Letter From the Editors
In the wake of Xi Jinping’s visit to Moscow, commentators have seized on his parting words to Vladimir Putin: “There are changes happening in the world today, the likes of which the world has not seen for a century.” It seems like everyone is looking for some historical perspective on current events, so let’s look back at what the world of 1923 can tell us about today’s headline news.
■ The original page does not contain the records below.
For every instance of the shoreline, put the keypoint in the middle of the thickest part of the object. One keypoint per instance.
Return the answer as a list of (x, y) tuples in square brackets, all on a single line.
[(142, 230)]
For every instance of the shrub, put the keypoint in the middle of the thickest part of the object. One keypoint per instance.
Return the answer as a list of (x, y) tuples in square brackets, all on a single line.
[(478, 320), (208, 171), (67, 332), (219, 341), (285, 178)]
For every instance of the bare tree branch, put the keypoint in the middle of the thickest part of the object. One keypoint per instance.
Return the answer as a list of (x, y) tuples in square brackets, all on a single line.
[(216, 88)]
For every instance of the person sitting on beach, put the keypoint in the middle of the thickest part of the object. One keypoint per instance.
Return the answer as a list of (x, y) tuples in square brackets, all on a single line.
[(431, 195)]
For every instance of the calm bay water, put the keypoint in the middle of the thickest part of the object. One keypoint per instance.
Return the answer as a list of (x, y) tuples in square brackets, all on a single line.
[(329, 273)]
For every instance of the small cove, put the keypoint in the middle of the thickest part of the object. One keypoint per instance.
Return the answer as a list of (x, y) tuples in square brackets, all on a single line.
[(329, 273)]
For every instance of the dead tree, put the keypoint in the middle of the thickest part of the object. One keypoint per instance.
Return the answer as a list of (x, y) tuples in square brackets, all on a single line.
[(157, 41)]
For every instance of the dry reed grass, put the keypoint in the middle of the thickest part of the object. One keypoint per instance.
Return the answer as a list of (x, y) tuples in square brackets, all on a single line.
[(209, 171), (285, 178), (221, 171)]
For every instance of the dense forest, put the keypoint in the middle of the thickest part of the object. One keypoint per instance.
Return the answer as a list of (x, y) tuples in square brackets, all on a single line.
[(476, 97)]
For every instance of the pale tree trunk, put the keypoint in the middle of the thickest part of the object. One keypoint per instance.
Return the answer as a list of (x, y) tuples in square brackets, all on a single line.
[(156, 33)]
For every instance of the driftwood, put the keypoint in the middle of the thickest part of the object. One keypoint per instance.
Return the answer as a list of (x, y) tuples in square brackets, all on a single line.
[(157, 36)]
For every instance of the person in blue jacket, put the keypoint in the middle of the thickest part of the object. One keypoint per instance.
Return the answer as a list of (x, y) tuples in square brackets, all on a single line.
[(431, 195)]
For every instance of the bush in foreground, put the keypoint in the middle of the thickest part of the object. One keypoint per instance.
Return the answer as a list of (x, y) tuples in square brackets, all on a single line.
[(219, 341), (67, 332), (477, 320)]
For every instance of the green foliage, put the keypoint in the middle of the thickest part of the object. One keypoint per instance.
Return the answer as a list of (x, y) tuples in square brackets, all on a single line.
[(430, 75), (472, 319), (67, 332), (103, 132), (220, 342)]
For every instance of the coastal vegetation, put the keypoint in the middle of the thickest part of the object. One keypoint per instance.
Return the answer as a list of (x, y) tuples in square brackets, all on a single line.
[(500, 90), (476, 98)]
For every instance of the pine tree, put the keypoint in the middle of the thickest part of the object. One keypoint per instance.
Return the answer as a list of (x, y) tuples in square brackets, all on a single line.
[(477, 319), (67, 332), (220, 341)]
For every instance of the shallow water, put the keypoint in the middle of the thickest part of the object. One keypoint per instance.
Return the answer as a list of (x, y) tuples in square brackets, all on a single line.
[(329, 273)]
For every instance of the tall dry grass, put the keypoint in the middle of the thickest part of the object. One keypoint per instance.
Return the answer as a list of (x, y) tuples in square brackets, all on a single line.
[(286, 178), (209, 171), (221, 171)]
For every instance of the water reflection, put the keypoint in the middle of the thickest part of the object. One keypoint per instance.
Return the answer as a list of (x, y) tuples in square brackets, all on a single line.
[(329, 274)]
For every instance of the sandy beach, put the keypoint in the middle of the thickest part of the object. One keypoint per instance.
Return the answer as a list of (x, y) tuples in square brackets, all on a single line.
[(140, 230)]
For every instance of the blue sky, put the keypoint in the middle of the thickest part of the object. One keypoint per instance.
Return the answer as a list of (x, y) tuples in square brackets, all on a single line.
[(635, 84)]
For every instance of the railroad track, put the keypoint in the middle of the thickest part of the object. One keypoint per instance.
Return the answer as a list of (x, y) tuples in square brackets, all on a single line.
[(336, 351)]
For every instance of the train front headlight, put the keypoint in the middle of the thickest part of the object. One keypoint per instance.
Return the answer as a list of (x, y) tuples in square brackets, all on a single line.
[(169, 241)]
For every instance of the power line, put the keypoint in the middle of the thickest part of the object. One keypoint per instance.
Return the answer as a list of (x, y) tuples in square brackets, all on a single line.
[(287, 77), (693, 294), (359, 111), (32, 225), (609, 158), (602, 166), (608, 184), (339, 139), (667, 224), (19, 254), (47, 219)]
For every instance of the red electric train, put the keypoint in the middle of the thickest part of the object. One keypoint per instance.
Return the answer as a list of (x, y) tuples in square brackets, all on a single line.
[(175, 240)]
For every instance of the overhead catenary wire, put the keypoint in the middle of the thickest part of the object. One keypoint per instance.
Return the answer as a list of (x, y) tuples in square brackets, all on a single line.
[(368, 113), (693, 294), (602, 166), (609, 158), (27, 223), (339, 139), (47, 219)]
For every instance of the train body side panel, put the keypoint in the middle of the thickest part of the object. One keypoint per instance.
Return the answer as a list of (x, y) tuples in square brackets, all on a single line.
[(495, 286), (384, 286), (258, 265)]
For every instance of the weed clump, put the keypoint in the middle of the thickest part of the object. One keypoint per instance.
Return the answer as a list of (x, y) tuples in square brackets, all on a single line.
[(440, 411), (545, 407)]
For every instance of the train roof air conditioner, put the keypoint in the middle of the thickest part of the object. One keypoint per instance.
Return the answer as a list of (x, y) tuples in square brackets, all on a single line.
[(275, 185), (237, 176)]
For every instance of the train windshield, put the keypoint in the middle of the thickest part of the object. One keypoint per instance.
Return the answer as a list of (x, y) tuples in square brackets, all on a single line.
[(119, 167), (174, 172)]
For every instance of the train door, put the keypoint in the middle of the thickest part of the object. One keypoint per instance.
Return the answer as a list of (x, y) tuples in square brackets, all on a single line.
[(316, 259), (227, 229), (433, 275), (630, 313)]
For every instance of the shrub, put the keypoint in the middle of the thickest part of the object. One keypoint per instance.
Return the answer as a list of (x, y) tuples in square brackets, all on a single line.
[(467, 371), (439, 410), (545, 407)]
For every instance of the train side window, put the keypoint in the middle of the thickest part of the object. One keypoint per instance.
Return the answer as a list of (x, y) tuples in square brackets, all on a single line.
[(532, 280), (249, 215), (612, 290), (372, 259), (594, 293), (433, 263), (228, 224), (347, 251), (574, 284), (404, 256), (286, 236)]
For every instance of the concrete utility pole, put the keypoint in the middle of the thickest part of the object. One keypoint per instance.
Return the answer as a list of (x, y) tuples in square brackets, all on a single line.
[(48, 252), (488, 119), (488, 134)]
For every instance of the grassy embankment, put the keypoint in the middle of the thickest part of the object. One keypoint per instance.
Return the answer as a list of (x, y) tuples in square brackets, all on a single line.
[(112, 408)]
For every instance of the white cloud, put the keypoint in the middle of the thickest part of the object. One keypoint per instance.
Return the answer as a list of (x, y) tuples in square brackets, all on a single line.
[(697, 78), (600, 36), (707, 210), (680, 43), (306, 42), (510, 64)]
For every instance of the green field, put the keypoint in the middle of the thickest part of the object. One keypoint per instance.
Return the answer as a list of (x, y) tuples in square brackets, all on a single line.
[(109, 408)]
Xi himself might be thinking back to 1922, when the party he leads was founded – an unwelcome band of rebels for the decade-old Republic of China, but one with support in Moscow’s Comintern. Now that the CCP is in charge, you can see why he would want to limit foreign ties to “rebel” Taiwan – also known as the Republic of China. Natalia Portyakova informs us that Beijing has coaxed nine countries to repudiate recognition of the island since Tsai Ing-wen became its president. Most recently, Honduras announced it was doing so during Tsai’s visit to North America. According to the Taiwanese foreign minister, “This was not only an attempt to humiliate the authorities of the island . . . but also another warning to the US that flirting with the administration in Taipei is unacceptable.”
Ivan Rodin writes that the leader of Russia’s Communists is also orienting his thinking around a centennial perspective. In a speech by Gennady Zyuganov to party activists, “the Russian president was in effect presented with a demand to integrate the left into the ruling establishment – with which [the left] already shares, for instance, the principle of invoking historical events to explain the present.” He began by listing off his party’s centennial celebrations over the past five years, from the October Revolution (oddly, his key demand for a “government of people’s trust” is not a Bolshevik slogan, but a liberal one from the February Revolution) to the 1922 founding of the USSR.
The other post-Soviet states have their own feelings about that centennial and Russia’s renewed interest in it. Georgian analyst Gela Vasadze, for example, notes that “There have always been and will always be . . . negative feelings about the Russian state, since Georgia was one of the first [countries] to be subjected to aggression from Russia . . . back in the early 1990s.” What’s different now, though, is the Chinese factor: “Xi Jinping’s arrival in Moscow is an attempt to feel out Russia’s ability to provide a force component to prevent the strengthening of Western influence in former Soviet countries,” Vasadze continued.
There is less tension between Moscow and Tbilisi on the religious front, however. As Kommersant’s correspondents point out, the Georgian Orthodox Church defers to the Moscow Patriarchate on certain ecumenical questions due to “the ROC’s unwavering position on recognizing Abkhazia and South Ossetia as the canonical territory of the Georgian Orthodox Church.”
This came into play when the Ukrainian Culture Ministry marked the Soviet Union’s centennial in appropriate fashion by asserting state control over the country’s oldest monastery, Kiev Pesherskaya Lavra. Security forces oversaw the transfer of the property from the Ukrainian Orthodox Church – which was subject to the Moscow Patriarchate from 1722 to 2022 – to the Orthodox Church of Ukraine. The Patriarch of Constantinople, who recognized the OCU as autocephalic in 2018, has not spoken against the move, but it was panned by the Catholicos-Patriarch of All Georgia and the Patriarch of Antioch.
“We will not allow a terrorist state to have any ability whatsoever to manipulate the spirituality of our people,” President Zelensky justified the Culture Ministry’s decision. The Lavra’s UOC vicar responded: “We have no intention of moving out. . . . They are threatening to make short work of us, but this isn’t 1917.”
Indeed, a new global power might arise once a century, but an East-West rivalry driving a Great Schism in the Orthodox Church? Mr. Xi might be off by a factor of 10.